Steady and slow. Wild and weird.
You are not meant to be in pain forever.
Pain is a path that teaches us. We’re plunged into inky darkness where we soak up lessons we didn’t know we wanted or needed—the chapters so thick with messy learning we don’t even know how to talk about it.
And it hurts. I know it hurts so much.
For a while, I remember there was just pain. Only in recent years do I see sparks of post-traumatic growth—how really tough sh*t can shape us in these incredible ways.
The gifts that can come from trauma aren’t glossy or pretty. They are hard-won. For me, they took years to bloom. They are covered in tears, cast in confusion and sweat. They came through gritted teeth and late-night panic attacks and this strange, stubborn dedication inside that told me I would get through this. No matter what.
And I don’t always feel grateful. The hurt and anger still ripple through me sometimes. But it doesn’t have to be one or the other. We can begin to thrive, even if parts us echo with ache.
These post-traumatic gifts, though—they are are muddy and real. They are unexpected and profound.
Because trauma changes us. So, I will never be who I used to be. She doesn’t exist anymore. But I know who I am now. And who I am now, in the wake of it all, is strong, soft, and in touch with the pulse of her own heart.
I feel endlessly humbled and human.
I feel the simple preciousness of life as the seconds slip away. I try to make the most of ’em every damn day. I write to expand my lungs and lean in—to care more. To feel more. To love more.

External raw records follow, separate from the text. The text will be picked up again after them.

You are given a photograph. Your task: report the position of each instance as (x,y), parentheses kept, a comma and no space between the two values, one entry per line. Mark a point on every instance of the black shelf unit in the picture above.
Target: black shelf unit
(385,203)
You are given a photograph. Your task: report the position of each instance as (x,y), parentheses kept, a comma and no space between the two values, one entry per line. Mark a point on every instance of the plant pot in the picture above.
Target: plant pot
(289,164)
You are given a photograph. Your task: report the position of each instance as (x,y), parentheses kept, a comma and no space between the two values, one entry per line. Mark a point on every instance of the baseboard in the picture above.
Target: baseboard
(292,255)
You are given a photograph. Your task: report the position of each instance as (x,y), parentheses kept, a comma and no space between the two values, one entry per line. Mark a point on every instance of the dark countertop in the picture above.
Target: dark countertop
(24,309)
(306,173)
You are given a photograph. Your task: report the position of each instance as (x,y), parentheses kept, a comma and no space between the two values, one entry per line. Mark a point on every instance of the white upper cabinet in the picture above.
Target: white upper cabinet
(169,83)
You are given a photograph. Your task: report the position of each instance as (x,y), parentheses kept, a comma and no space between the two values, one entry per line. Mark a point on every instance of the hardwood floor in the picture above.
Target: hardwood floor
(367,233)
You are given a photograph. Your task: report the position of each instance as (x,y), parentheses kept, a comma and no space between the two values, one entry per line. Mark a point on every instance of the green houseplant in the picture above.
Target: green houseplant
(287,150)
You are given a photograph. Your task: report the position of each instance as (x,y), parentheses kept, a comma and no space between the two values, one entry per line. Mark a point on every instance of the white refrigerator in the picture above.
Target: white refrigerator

Through the pain, we can become wiser, more in touch with ourselves, our tenderness, our humanity, and the unmistakable beauty it is to know another’s heart.
We peel the layers away.
We keep going because we know we can’t stop.
And yes, there will times when we want to. Of course there will be.
Maybe we need to set it all down and rest our weary hearts for a day or a month or a year. To just breathe. To curl up and be loved. To drink tea and smell the pine trees in the sweet silence of winter.
But even then, we keep walking gently through it.
Because there is no other way.
And through it all, we get closer to that fire inside that never left.
Feel it crackle.
Taste your birthright.
Know these gifts as they stream through your hands like gritty pearls,
Landing with a delicious thud right in your body,
In your pure, undisputed knowing.
Your sweet flesh and bone.
Oh yes, feel your fire.
It never left. And it never will.
Even on the darkest days, it’s burning.
As humans, our will to survive, to thrive—it is unstoppable and tremendous.
Even when we think the flame has been snuffed out.
It keeps burning.
This is what the darkness showed me.